Unnamed: 0,survived,pclass,age,sibsp,parch,fare
dtype,int64,int64,float64,int64,int64,float64
Non-null count,891,891,714,891,891,891
mean,0.383838,2.308642,29.699118,0.523008,0.381594,32.204208
standard deviation,0.486592,0.836071,14.526497,1.102743,0.806057,49.693429
min value,0.0,1.0,0.42,0.0,0.0,0.0
25% percentile,0.0,2.0,20.125,0.0,0.0,7.9104
50% (median),0.0,3.0,28.0,0.0,0.0,14.4542
75% percentile,1.0,3.0,38.0,1.0,0.0,31.0
max value,1.0,3.0,80.0,8.0,6.0,512.3292
lower-tail outliers,0,0,0,0,0,0


### Options for Categorical Columns

While these summary statistics are primarily important for numerical columns, the option to return non-numerical columns is possible through the use of the `numeric` argument. 

In [32]:
describe_outliers(df, threshold=1.8, numeric=False)
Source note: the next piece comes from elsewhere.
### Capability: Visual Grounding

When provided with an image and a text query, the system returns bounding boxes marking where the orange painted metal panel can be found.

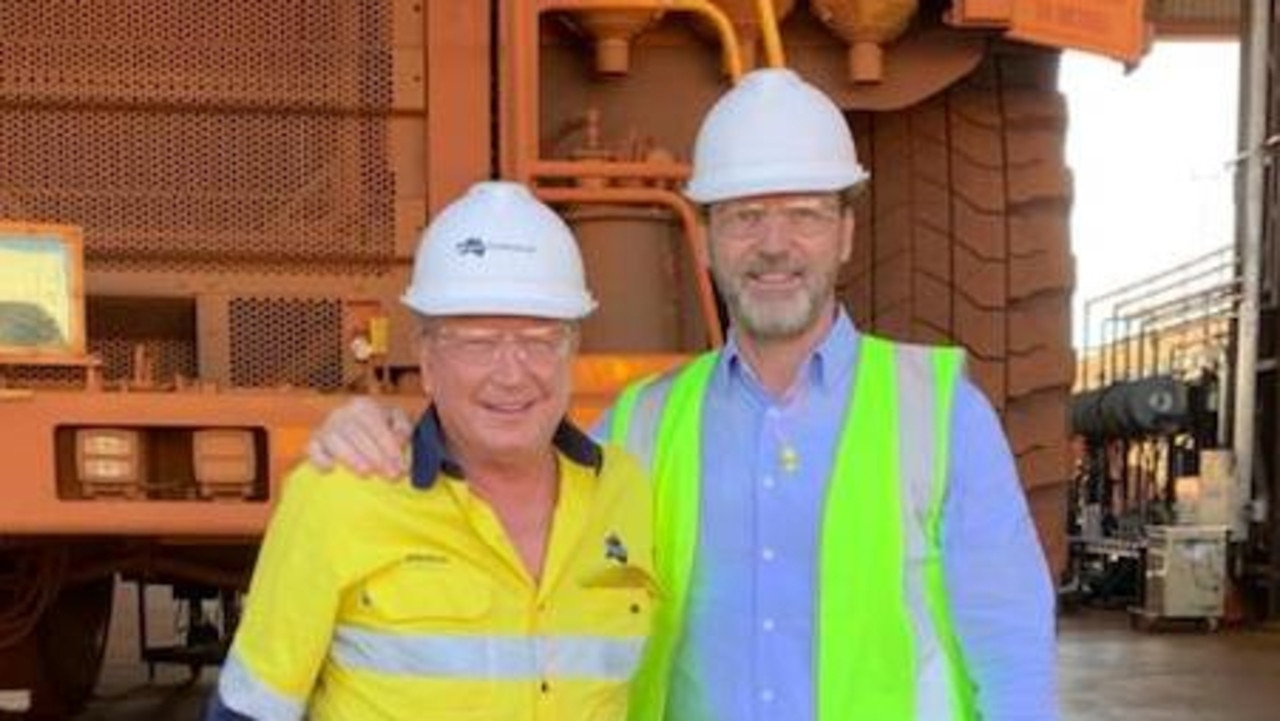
[1009,0,1147,63]
[0,355,682,538]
Unnamed: 0,adult_male,age,alive,alone,class,deck,embark_town,embarked,fare,parch,pclass,sex,sibsp,survived,who
dtype,bool,float64,object,bool,object,object,object,object,float64,int64,int64,object,int64,int64,object
Non-null count,891,714,891,891,891,203,889,889,891,891,891,891,891,891,891
mean,,29.699118,,,,,,,32.204208,0.381594,2.308642,,0.523008,0.383838,
standard deviation,,14.526497,,,,,,,49.693429,0.806057,0.836071,,1.102743,0.486592,
min value,,0.42,,,,,,,0.0,0.0,1.0,,0.0,0.0,
25% percentile,,20.125,,,,,,,7.9104,0.0,2.0,,0.0,0.0,
50% (median),,28.0,,,,,,,14.4542,0.0,3.0,,0.0,0.0,
75% percentile,,38.0,,,,,,,31.0,0.0,3.0,,1.0,1.0,
max value,,80.0,,,,,,,512.3292,6.0,3.0,,8.0,1.0,
lower-tail outliers,,0.0,,,,,,,0.0,0.0,0.0,,0.0,0.0,


This displays all columns in the dataset, sorted alphabetically by column name. Examining the dtypes of both numeric and categorical columns is essential to verify correct encoding in case modifications are necessary.

Regarding categorical columns, a couple of notable observations are: two columns are encoded as booleans, and the `deck` column predominantly consists of `NaN` values. Further exploration of categorical columns can be accomplished using the `cat_var_stats()` function.